Memory issues with RiboDetector #9

Closed
akrinos opened this issue Mar 1, 2022 · 23 comments
Closed

Memory issues with RiboDetector #9

akrinos opened this issue Mar 1, 2022 · 23 comments
Labels
bug Something isn't working enhancement New feature or request onnxruntime onnxruntime on SLURM hangs SLURM

Comments

@akrinos
Copy link

akrinos commented Mar 1, 2022

Hi, thanks for the awesome tool! I have been trying to run it, and keep running into issues with memory in CPU mode. I am running with 10 threads and a chunk size of 256 on paired end sequence read files. The job appears to fail due to over-consumption of memory when trying to read out non-rRNA sequences, even though the node should have 180GB of RAM allocated. This is not within RiboDetector (though previously I did get a MemoryError within Python, but is rather the job scheduler cancelling the job.

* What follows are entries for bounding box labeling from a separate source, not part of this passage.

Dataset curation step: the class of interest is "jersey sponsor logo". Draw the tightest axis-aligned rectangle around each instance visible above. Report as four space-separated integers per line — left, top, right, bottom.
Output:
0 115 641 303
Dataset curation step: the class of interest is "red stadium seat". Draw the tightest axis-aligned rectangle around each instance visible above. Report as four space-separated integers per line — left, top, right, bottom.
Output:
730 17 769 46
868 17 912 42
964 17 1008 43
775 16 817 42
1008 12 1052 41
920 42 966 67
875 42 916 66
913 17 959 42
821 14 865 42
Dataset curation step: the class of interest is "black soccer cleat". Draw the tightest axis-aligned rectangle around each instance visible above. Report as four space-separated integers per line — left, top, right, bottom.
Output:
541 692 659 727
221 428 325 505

I have checked the read length and tried reducing the threads to 5 and chunk size to 128. Are there other things that can be tried - and does reading out as gz change both the memory and the time taken?

Thanks in advance!

@akrinos
Copy link
Author

akrinos commented Mar 1, 2022

Upon looking into this further, potentially it is a SLURM configuration issue, at least in part. I will keep you posted if I figure it out!

@dawnmy
Copy link
Member

dawnmy commented Mar 1, 2022

Hi,

Thank you for reporting this issue. I have tested it on SGE and it worked without any issue. I guess SLURM should be similar. Are you able to run it on a computer/server interactively without using SLURM? Chunk size of 256 should use less than 10GB memory.

I have checked the read length and tried reducing the threads to 5 and chunk size to 128. Are there other things that can be tried - and does reading out as gz change both the memory and the time taken?

Output with gz will increase the runtime (compression needs time) but not the memory use.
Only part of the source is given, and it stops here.